Abstract
Background/Aim: The relationship between renal function and severity of cardioembolic stroke (CES) stratified by sex remains poorly understood. Patients and Methods: A total of 640 consecutive CES patients within 48 h after stroke onset and with a modified Rankin Scale (mRS) score of 0 or 1 before onset were studied. The patients were divided into three groups based on their CCr values: low creatinine clearance (CCr) (L-CCr) (n=71, <30 ml/min), middle CCr (M-CCr) (n=227, 30 to <50 ml/min), and high CCr (H-CCr) (n=342, ≥50 ml/min). We compared the severity and functional outcomes of stroke among the three groups according to sex. Results: On admission, using the National Institutes of Health Stroke Scale, the L-CCr group had the most severe stroke, followed by the M-CCr and H-CCr groups (p<0.0001). Functional outcomes at discharge, assessed using the mRS, were the worst in the L-CCr group, followed by the M-CCr and H-CCr groups (p<0.0001). Multivariable analyses revealed that L-CCr was a significant determinant of severe stroke on admission and poor functional outcomes at discharge. According to sex, L-CCr was a significant determinant of severe stroke on admission and poor functional outcomes at discharge in female patients, but not in male patients. Conclusion: Low CCr is a risk factor for severe stroke on admission and unfavorable functional outcomes at discharge in Japanese CES patients, and particularly in female patients.
- Atrial fibrillation
- creatinine clearance
- cardioembolic stroke
- stroke severity
- functional outcome
The prevalence of both chronic kidney disease (CKD) and atrial fibrillation (AF) is increasing annually with the aging of the population (1). The Fushimi AF registry, which provides current clinical practice regarding real-world AF management in Japan, showed that 1.1% of the total population has AF and 26.4% of patients with AF have CKD (2). CKD is considered a risk factor for cardiovascular events; the presence of albuminuria and estimated glomerular filtration rate (eGFR) <60 ml/min/1.73 m2 increase the risk of cardiovascular events (3, 4). Creatinine clearance (CCr) and eGFR are calculated using an estimation formula based on serum creatinine levels (5, 6). As the value of creatinine differs based on sex and muscle mass, sex affects these formulas and some studies have investigated sex differences in CKD (7, 8).

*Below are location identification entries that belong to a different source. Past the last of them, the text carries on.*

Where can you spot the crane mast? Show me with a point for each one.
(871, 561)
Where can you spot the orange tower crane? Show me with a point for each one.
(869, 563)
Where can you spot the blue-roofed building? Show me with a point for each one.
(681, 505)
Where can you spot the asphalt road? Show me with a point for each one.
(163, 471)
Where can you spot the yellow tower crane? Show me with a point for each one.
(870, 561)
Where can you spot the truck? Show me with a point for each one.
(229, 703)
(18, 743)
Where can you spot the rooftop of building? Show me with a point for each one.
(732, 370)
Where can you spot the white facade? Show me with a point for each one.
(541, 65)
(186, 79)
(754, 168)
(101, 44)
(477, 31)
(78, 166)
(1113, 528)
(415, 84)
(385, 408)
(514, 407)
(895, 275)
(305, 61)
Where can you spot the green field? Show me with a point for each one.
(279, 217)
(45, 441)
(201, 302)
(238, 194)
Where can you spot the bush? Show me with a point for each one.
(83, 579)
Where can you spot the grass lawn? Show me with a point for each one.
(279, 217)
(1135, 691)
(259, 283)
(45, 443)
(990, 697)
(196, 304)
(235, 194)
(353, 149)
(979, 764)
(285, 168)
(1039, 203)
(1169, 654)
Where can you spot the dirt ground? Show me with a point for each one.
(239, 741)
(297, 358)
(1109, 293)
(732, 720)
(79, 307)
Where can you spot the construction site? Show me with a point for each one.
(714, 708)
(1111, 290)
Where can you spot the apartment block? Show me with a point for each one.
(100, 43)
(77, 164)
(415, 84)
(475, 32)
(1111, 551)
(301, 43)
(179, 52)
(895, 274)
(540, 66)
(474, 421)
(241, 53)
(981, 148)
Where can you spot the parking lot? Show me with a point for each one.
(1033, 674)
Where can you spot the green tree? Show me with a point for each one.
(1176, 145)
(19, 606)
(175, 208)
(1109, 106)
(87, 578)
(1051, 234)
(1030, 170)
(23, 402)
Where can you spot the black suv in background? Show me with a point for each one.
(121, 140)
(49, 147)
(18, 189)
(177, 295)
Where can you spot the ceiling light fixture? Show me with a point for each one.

Cardioembolic stroke (CES) associated with AF has been reported to be severe and has a poor functional prognosis; thus, anticoagulation is important for stroke prevention (9-11). Additionally, several studies investigating sex-related differences in the severity and functional outcomes of stroke in patients with ischemic stroke showed that the female sex is associated with severe stroke and unfavorable outcomes (12-15). However, few studies have reported the relationship between renal function and prognosis in patients with CES in relation to sex. In this study, we assessed the severity and functional outcomes of stroke in patients with CES with nonvalvular AF (NVAF) based on renal function in each sex.
Patients and Methods
Study patients. The Hirosaki Stroke and Rehabilitation Center (HSRC) provides an acute therapy in a stroke care unit and a rehabilitation therapy in a recovery rehabilitation ward. Over a 9-year period from April 2011 to March 2020, 1,659 consecutive patients with CES were admitted to the HSRC for acute therapy and chronic rehabilitation therapy within 60 days after the onset of CES. Of them, 640 patients with CES with NVAF within 48 h after the onset of the disease who had a modified Rankin Scale (mRS) score of 0 or 1 were studied (Figure 1).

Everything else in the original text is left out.